Background Pony #7A9D
@Ebalosus  
It’s not just quality control, though it’s true that Remington has had severe QC problems going back to the late 1980s. It’s a lack of innovation, a lack of vision, a lack of new products–and horrible choices in the new products they chose. Like the Remington RP9 pistol, a full size 9mm service pistol, that was two decades late to a saturated market, with severe reliability problems. Like the Remington-branded AR10 and AR15 rifles, again decades late to a saturated market, which everyone knew instantly were rebranded DPMS products at a 100% markup, with all the QC and metallurgical baggage associated with the DPMS (“Doesn’t Pass Mil Specs”) brand name.
 
They managed to screw up the 870 pump shotgun, that they’ve been making 60 years now.

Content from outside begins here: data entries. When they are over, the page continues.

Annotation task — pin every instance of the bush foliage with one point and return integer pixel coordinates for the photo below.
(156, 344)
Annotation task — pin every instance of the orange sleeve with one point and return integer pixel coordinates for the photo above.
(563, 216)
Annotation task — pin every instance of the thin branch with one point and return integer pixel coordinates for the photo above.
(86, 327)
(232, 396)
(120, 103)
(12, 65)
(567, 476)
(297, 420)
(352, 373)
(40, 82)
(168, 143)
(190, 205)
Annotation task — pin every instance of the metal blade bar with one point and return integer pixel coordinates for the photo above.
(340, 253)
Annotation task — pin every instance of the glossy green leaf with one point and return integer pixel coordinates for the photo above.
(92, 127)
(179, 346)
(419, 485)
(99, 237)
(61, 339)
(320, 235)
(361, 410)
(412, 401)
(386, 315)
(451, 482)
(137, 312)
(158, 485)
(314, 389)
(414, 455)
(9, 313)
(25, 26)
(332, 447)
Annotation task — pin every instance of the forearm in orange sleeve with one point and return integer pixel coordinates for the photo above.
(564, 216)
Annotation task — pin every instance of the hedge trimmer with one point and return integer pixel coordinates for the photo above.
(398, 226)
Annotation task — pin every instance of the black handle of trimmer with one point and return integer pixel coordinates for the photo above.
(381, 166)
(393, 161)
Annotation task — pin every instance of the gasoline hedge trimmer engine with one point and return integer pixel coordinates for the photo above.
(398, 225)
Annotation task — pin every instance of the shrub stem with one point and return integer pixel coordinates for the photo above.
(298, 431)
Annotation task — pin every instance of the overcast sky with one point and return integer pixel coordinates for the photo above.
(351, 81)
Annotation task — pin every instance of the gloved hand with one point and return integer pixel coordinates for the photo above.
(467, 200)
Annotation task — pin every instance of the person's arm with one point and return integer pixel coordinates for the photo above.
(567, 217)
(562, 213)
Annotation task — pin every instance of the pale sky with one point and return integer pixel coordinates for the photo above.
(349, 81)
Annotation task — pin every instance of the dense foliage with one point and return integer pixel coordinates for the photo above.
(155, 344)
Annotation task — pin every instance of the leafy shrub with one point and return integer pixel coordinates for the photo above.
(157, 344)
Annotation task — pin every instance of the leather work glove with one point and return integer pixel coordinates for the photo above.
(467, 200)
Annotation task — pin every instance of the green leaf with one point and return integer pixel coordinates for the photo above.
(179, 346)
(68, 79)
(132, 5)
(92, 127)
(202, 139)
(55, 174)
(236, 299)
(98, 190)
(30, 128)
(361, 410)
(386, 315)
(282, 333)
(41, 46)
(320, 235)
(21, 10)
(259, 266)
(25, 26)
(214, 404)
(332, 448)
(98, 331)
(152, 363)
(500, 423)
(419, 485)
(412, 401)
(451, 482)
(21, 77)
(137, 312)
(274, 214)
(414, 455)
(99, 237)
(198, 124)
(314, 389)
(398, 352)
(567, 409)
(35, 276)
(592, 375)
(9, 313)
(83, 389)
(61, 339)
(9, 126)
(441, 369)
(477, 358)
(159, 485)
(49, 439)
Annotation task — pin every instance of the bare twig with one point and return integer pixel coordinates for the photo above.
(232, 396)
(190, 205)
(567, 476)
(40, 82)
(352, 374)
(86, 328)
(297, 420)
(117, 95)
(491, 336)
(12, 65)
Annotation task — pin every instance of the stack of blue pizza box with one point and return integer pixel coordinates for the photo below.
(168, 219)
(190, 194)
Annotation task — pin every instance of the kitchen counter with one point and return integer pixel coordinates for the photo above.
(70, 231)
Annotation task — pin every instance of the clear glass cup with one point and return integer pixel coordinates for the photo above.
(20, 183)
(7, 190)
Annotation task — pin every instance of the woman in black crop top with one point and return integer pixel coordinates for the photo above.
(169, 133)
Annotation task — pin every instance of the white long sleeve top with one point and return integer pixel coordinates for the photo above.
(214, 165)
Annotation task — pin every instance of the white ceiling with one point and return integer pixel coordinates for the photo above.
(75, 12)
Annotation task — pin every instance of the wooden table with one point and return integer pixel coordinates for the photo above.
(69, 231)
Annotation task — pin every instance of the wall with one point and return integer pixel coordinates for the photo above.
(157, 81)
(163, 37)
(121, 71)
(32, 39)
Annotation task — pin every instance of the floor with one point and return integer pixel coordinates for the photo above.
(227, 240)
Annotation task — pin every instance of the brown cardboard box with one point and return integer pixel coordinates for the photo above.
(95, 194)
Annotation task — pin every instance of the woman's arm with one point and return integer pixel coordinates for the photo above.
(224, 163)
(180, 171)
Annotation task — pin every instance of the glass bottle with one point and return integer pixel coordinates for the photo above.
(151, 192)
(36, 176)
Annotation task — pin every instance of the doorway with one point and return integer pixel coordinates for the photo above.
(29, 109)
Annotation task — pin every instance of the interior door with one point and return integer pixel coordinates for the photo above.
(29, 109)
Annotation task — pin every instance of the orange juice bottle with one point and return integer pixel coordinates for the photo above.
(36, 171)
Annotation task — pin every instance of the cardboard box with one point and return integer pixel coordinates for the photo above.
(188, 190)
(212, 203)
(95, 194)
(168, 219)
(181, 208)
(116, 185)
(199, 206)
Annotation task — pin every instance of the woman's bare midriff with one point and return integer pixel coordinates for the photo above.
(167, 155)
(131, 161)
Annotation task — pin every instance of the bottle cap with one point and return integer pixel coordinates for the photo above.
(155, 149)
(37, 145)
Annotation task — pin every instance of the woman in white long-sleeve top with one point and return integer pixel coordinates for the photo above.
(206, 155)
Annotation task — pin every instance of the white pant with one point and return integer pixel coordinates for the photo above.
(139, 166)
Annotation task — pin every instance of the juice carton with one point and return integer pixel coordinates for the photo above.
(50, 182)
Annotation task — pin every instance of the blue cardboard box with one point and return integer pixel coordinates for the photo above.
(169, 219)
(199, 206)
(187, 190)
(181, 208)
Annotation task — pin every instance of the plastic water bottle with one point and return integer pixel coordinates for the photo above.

How do you screw up a pump shotgun? Well, big sharp burrs in the chamber caused extraction problems in the cheap “Express” model I bought a few years back, and rather than send it back to the people who thought it was good enough to ship, I had a gunsmith hone out the chamber. Since then it’s worked fine, but how did it leave the factory like that? Pump shotguns are pretty much perfected technology. We’ve been building them since the Victorian Era. When you take it out of the box it should Just Work, and if it doesn’t they should not ship it.